(4 pm. – promoted by ek hornbeck)
For those who are new … we discuss books. I list what I’m reading, and people comment with what they’re reading. Sometimes, on Sundays, I post a special edition on a particular genre or topic.
If you like to trade books, try bookmooch
The Inheritance of Rome: Illuminating the dark ages by Chris Wickham. A really good history of Europe and western Asia, from 400 to 1000 AD.
This one is more or less on hold. I need to pay more attention to it to keep track of all the unfamiliar names.

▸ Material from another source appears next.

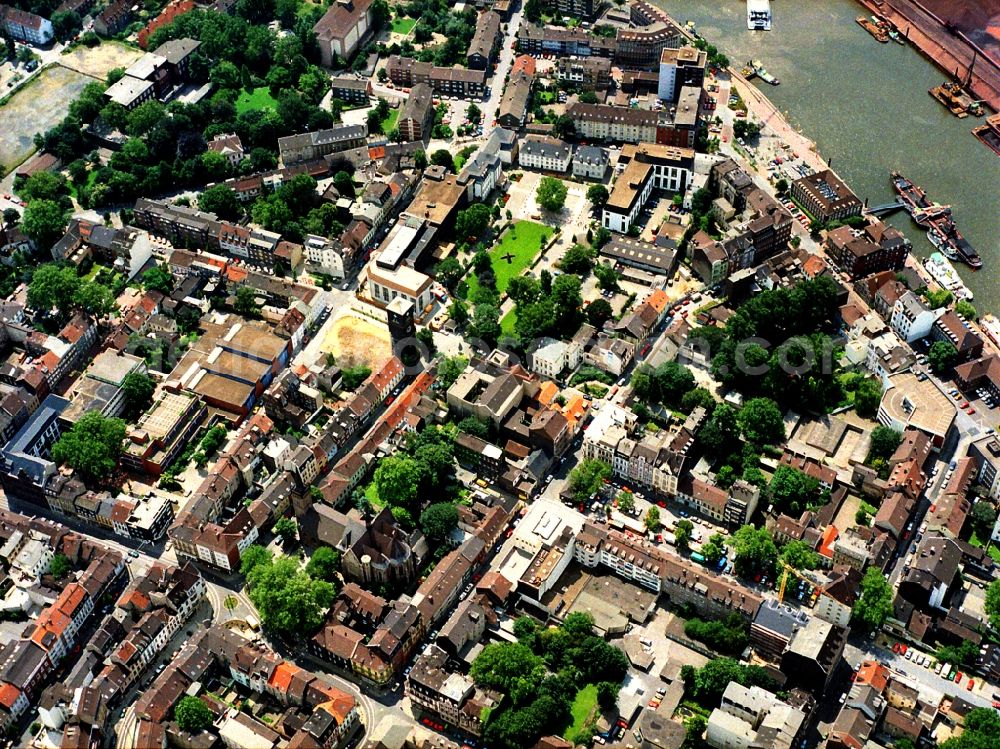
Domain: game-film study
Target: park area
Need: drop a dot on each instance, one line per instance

Right now, I am not in the mood for this sort of book.
The Great SF stories volume 1: 1939 ed. by Isaac Asimov and Martin Greenberg. I have this whole series on my shelf and I think I will re-read them
Best Writing on Mathematics 2010 by Mircea Picci. A collection of articles about mathematics. Most of them are really great. Math lovers will want this one. (This book has disappeared on my shelves; I gotta find it)
Judgment under Uncertainty: Heuristics and Biases ed. by Kahneman, Slovic and Tversky. A collection of now classic works on how people reason under uncertainty.
Washington: A life which I am reading on my new Kindle 2 (my old Kindle broke). So far, it’s living up to the hugely favorable reviews, although the beginning was a bit repetitive about some aspects of Washington’s personality.
A re-read of Quicksilver, the first in the Baroque Cycle by Neal Stephenson. A huge novel (3,000 pages altogether) about all sorts of things related to the era of Newton and Leibniz. Definitely worth a re-read.
Dark Fire by CJ Sansom. The second in the Matthew Shardlake series. I like this one too. (spoiler alert). In Dissolution, Shardlake has been disillusioned with Cromwell (that’s Thomas, not Oliver), having learned that he did a lot of foul things. But now he is drafted by Cromwell again.
Musicophilia by Oliver Sacks. Subtitle is “tales of music and the brain” and that describes it well. Written with Sacks’ typical clarity and humanity.
Charming Proofs. A book of beautiful (or charming) proofs in mathematics, nearly all of which require no advanced math.